The Arte Povera artists were, as their name suggests, characterised by their use of “poor” everyday materials such as iron, wood, coal, coke, sackcloth and coffee – all elements that most of us can relate to, and with which we have both collective and individual experience. By using immediately recognisable materials, the Arte Povera artists thus add to the works a recollection of the material’s original function, which in turn is mixed with the viewer’s own experiences of this, and only then is the work complete.
Kounellis has pursued and developed the ideas of Arte Povera and the consistent use of materials throughout his oeuvre. When Galleri Bo Bjerggaard held its first and so far its only exhibition of Kounellis back in 2003, he created three installations, two of which consisted of old oak tables, through the middle of which he had placed a steel plate, so that it looked as though it had sliced through the tables, which were only rudimentarily held together by strong hemp rope. Around the tables in the gallery, then located at Pilestræde 48, he added 3-400 pairs of shoes in island formations. The third installation consisted of a giant iron plate, placed between the old coffee sacks and filled with about a ton of coke. Together, the installations formed a distinctive image of the readable traces that mankind places in the industrialised world.
It is therefore with great anticipation that Galleri Bo Bjerggaard is hosting Jannis Kounellis, who for a whole week will be installing the exhibition in cooperation with the gallery and two assistants in the gallery’s three large west-facing rooms on Flæsketorvet. It is thus far unclear precisely what the exhibition will consist of, but it is certain that a lorry loaded with works and materials from Tuscany has arrived at Flæsketorvet!
Jannis Kounellis’ works are found in all the major public art collections worldwide, including MoMA and the Guggenheim in New York, and the Tate Modern in London.
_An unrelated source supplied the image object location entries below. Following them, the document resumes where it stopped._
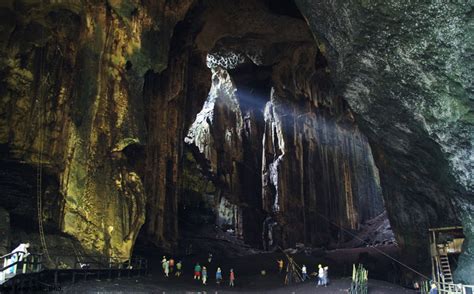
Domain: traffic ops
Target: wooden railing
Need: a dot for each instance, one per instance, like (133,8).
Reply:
(451,288)
(19,263)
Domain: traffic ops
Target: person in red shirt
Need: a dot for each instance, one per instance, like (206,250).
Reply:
(231,278)
(171,264)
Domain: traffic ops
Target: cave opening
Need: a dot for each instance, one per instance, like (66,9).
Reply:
(238,128)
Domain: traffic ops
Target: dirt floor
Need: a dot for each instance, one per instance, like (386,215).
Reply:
(248,274)
(153,285)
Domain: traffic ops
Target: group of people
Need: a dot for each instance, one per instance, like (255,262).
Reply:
(168,266)
(200,272)
(322,274)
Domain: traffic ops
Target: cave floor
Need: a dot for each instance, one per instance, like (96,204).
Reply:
(152,284)
(248,278)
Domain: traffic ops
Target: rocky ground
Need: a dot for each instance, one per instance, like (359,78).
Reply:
(249,278)
(151,285)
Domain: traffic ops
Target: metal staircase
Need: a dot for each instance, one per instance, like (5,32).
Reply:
(445,269)
(446,277)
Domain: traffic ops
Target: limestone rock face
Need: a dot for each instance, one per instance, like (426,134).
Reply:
(4,231)
(272,113)
(405,70)
(71,99)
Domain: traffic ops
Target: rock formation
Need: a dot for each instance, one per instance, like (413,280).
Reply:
(295,124)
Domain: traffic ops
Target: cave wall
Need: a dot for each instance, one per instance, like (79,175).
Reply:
(405,69)
(95,75)
(72,77)
(315,166)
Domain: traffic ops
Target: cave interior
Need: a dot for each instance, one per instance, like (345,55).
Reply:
(232,127)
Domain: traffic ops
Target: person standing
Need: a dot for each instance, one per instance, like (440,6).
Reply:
(21,252)
(434,289)
(171,262)
(218,276)
(163,263)
(197,271)
(320,274)
(325,276)
(167,268)
(178,269)
(204,275)
(280,265)
(231,278)
(304,272)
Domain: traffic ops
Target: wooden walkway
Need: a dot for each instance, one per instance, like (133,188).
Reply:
(27,273)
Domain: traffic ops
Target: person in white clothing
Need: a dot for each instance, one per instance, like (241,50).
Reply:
(21,252)
(304,273)
(320,275)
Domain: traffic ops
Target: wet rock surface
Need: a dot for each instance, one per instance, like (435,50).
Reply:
(404,69)
(308,125)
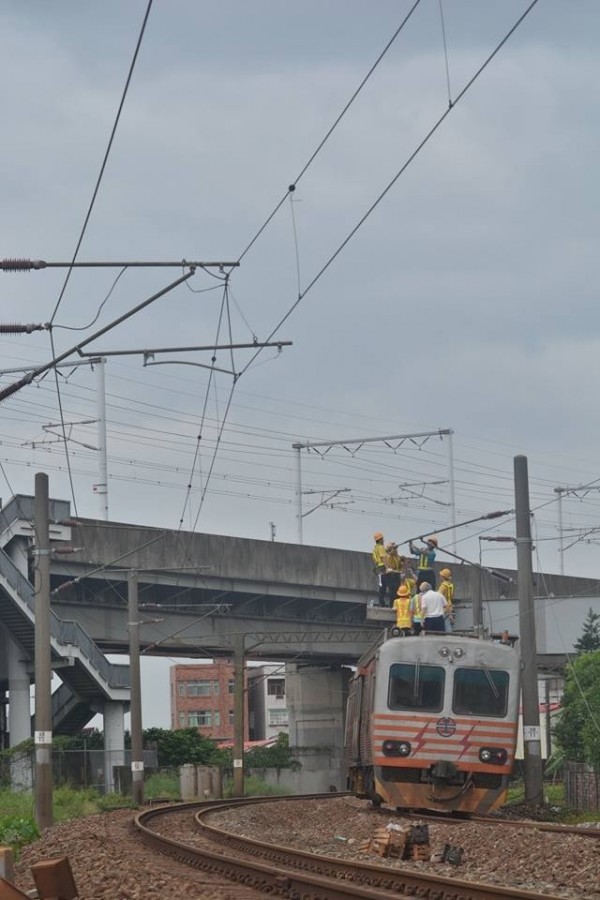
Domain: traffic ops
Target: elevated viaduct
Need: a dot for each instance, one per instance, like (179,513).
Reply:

Here in Denmark, Kounellis is represented at Louisiana Museum of Modern Art and HEART. At the latter, the new art museum in Herning, HEART, opened in 2009 with a major Jannis Kounellis exhibition, and it was therefore natural for Galleri Bo Bjerggaard to ask the director of HEART, Holger Reenberg, to write an essay on Kounellis and Denmark for the catalogue accompanying the gallery’s exhibition.